The financial agreement which is the basis of the MOU was arranged by Joseph D'Arrigo, President & CEO, and Raj Nanvaan, Chief Financial Officer, after reviewing several other proposals. The interest rate on the note is eight percent (8%) due and payable at the end of the five-year term of the loan. The note is being collateralized with restricted shares of the Company's common stock with no conversion feature. Such shares will be returned upon repayment of the note after five years.
Raj Nanvaan stated, "We are pleased to be aligned with a group that has vast resources as well as a strong interest in our projects and also shares our belief in supporting the sovereignty and prosperity of Native American nations. We have diligently reviewed many proposals before moving with this group. This loan is a straight-forward loan with an interest rate that makes sense. They're accepting our restricted common stock as collateral for this loan. They are the first group that realized the real potential of this company and didn't approach us with some sort of convertible note deal or unethical equity offer.
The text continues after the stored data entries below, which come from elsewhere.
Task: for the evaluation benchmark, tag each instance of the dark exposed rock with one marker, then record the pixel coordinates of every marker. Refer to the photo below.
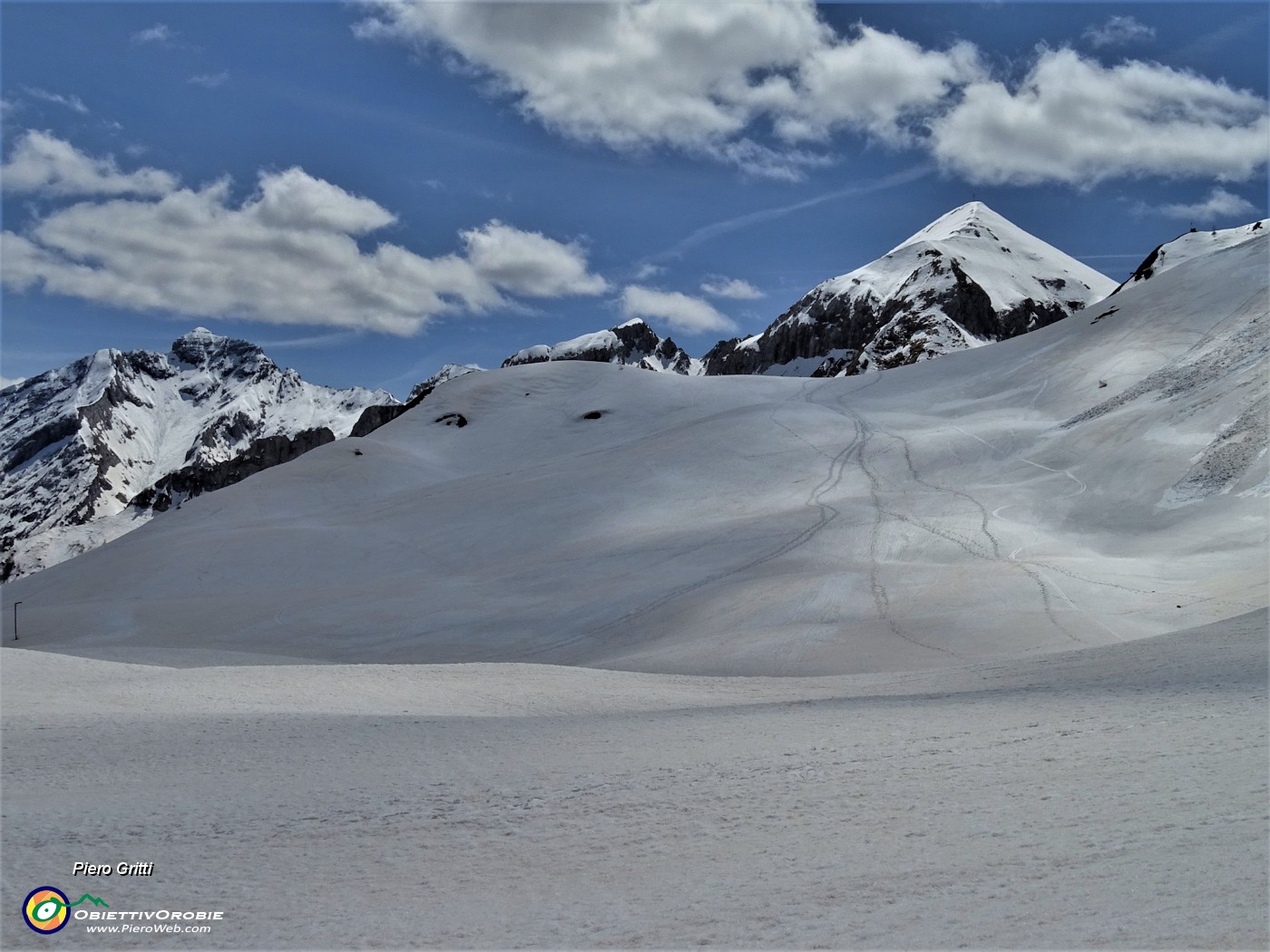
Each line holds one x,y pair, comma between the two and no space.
931,300
632,343
260,454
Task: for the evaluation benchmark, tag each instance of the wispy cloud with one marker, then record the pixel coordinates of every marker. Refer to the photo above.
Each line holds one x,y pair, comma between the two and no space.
681,311
288,254
1218,205
768,86
319,340
1119,31
210,80
70,102
159,34
734,288
708,232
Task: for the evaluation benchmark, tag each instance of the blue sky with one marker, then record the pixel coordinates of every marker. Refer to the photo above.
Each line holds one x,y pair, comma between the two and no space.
371,190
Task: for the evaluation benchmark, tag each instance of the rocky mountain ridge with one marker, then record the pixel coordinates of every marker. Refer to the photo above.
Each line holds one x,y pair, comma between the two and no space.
968,278
93,448
632,343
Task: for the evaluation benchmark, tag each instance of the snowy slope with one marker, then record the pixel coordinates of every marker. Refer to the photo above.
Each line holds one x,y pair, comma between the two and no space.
1193,244
965,279
82,442
1089,482
630,343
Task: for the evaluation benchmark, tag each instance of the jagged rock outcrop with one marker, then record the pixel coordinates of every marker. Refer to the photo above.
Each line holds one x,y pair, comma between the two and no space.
967,279
80,443
632,343
1191,245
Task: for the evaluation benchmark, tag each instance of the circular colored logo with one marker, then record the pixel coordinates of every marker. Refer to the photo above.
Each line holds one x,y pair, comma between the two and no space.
44,909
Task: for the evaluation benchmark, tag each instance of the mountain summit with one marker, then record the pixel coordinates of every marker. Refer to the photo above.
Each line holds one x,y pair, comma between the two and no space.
965,279
631,343
80,443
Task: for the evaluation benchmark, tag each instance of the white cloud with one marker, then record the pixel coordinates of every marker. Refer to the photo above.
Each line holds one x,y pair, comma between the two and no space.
530,263
736,288
1119,31
1075,121
766,85
73,103
1218,205
210,80
873,83
683,313
44,164
161,34
288,254
691,76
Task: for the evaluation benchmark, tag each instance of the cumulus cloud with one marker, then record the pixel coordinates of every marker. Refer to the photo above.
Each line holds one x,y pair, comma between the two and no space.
1119,31
683,313
734,288
44,164
73,102
766,86
1075,121
210,80
529,262
159,34
288,254
691,76
1218,205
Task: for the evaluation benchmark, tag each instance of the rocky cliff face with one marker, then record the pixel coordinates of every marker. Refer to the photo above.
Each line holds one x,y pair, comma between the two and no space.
92,448
634,343
969,278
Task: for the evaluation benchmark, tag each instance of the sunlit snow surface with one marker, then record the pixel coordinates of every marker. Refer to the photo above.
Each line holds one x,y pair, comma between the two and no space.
1085,484
954,549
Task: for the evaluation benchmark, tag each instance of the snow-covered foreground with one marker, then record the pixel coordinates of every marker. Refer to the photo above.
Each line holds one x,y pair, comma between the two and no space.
1098,480
1102,797
1015,598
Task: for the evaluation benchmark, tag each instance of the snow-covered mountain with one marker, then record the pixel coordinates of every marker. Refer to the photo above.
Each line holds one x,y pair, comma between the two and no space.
1089,482
1190,245
630,343
93,448
376,416
965,279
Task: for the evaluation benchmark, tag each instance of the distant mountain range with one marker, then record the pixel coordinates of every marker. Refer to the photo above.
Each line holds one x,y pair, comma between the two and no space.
95,448
632,343
968,278
92,450
1098,480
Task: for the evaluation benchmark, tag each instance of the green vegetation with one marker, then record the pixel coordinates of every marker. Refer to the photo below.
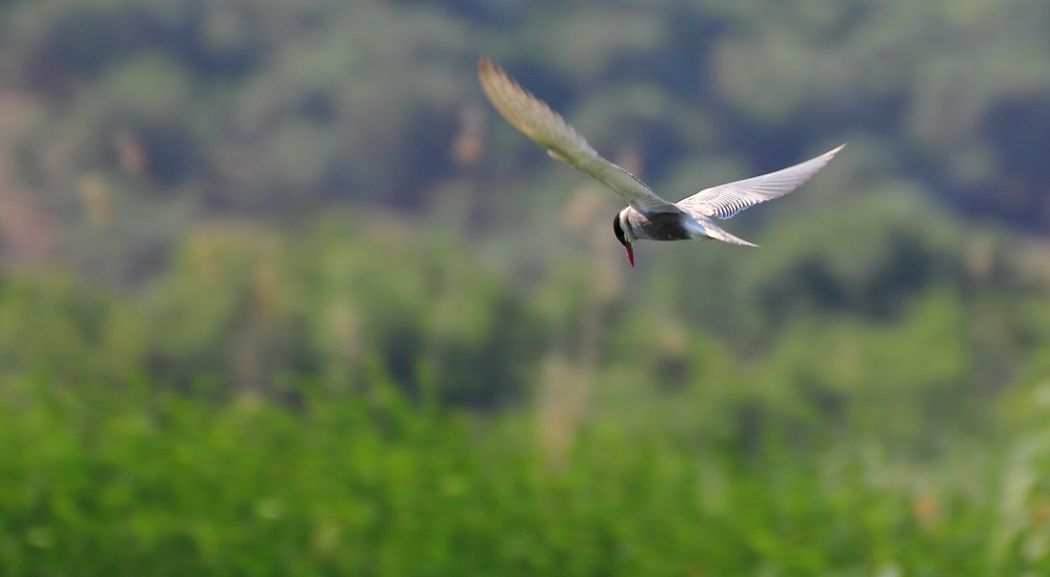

They're a group that looked upon us with true synergy and I can honestly say with sincerity, we look forward to a long and prosperous relationship with them."
CEO Joseph D'Arrigo added, "We also have our audited financial statements well underway to completion as we plan on filing a registration statement with the SEC next year to become a fully reporting company. Our financial statements are being prepared by the company's Certified Public Accountants, the Resnick Druckman Group out of New York. Our legal counsel, Wright Lindsey & Jennings LLP will be preparing the necessary registration statements for filing with the SEC."